UK government to allow network operators to charge assessment fees for connection requests


The UK's Department for Business, Energy and Industrial Strategy (BEIS) has announced that the businesses responsible for managing electricity distribution should be able to charge upfront fees for processing connection requests.

Distribution network operators (DNOs) incur a number of costs when customers make a request for connection to a network, including staff costs, surveys and site visits. Since 2008 they have not been able to charge customers for those costs where a connection offer was not accepted.

Both DNOs and customers have argued that there has a been a detrimental effect on connection customers because these fees could not be charged to all customers. Although DNOs recover their costs, stakeholders have argued that the lack of fees has encouraged repeat and speculative connection requests and some customers have used the process  to determine where network capacity is available rather than discussing their requirements with DNOs.

Last year the government gathered stakeholder views to assess whether to allow DNOs to charge assessment and design fees for all connection requests. It has now drafted a statutory instrument (40 page / 588KB PDF) in order to implement secondary legislation to make this possible.

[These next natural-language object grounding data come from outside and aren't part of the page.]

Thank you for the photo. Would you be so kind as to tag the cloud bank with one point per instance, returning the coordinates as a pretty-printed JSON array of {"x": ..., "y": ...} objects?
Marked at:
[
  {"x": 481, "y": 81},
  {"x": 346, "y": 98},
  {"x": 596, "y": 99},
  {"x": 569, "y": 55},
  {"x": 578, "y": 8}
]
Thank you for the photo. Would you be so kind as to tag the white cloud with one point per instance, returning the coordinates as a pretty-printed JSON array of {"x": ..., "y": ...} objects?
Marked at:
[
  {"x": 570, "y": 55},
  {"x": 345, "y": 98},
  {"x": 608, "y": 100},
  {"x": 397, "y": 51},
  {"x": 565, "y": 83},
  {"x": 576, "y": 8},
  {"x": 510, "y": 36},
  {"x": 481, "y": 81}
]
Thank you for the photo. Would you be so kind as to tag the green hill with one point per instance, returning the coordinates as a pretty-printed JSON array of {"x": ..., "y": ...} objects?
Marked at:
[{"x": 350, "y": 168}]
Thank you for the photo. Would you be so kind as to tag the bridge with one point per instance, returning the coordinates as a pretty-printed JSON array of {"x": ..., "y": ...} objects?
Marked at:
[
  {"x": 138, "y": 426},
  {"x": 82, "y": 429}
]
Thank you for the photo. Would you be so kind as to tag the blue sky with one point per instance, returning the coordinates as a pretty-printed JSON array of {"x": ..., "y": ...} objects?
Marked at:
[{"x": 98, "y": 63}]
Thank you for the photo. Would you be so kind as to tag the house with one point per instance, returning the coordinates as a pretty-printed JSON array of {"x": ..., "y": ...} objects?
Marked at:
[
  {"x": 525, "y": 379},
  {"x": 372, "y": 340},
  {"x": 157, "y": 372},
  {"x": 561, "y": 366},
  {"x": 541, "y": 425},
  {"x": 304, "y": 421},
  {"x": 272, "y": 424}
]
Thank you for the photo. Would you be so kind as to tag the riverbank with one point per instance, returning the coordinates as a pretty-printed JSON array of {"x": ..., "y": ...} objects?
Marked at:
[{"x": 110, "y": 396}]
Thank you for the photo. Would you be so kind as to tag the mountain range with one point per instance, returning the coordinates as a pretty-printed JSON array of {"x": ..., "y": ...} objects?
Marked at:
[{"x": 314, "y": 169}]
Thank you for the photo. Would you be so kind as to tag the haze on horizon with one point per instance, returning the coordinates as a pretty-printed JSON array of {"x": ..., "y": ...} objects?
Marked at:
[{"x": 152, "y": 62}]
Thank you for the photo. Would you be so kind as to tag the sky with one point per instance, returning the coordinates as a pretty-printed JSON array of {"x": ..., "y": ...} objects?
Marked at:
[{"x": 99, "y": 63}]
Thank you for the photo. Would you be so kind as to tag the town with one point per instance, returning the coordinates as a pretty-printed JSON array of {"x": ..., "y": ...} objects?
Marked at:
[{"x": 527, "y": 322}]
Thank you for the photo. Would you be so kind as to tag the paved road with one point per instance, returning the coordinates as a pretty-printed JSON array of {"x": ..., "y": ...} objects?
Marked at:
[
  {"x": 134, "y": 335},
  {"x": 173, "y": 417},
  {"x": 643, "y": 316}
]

The government said it believed allowing upfront fees would ensure a fairer sharing of costs between customers and help improve the efficiency of the overall connection process. It is now seeking comments on the proposed approach.

The statutory instrument will allow DNOs to charge upfront fees, but not require them to do so. The implementation of the regulations would come through regulatory mechanisms and governance processes.

Currently most DNOs do not charge fees to smaller connection customers and the government said operators should be able to continue to use their discretion as to when to charge customers for a connection request.

The government said an economic assessment showed that set-up and implementation costs would be less than £1 million and the change could result in up to £330 million of "freed-up and better deployed DNO resources", with benefits ultimately passed through to end users.

Comments are sought on the proposals by 2 November before the statutory instrument is laid before parliament.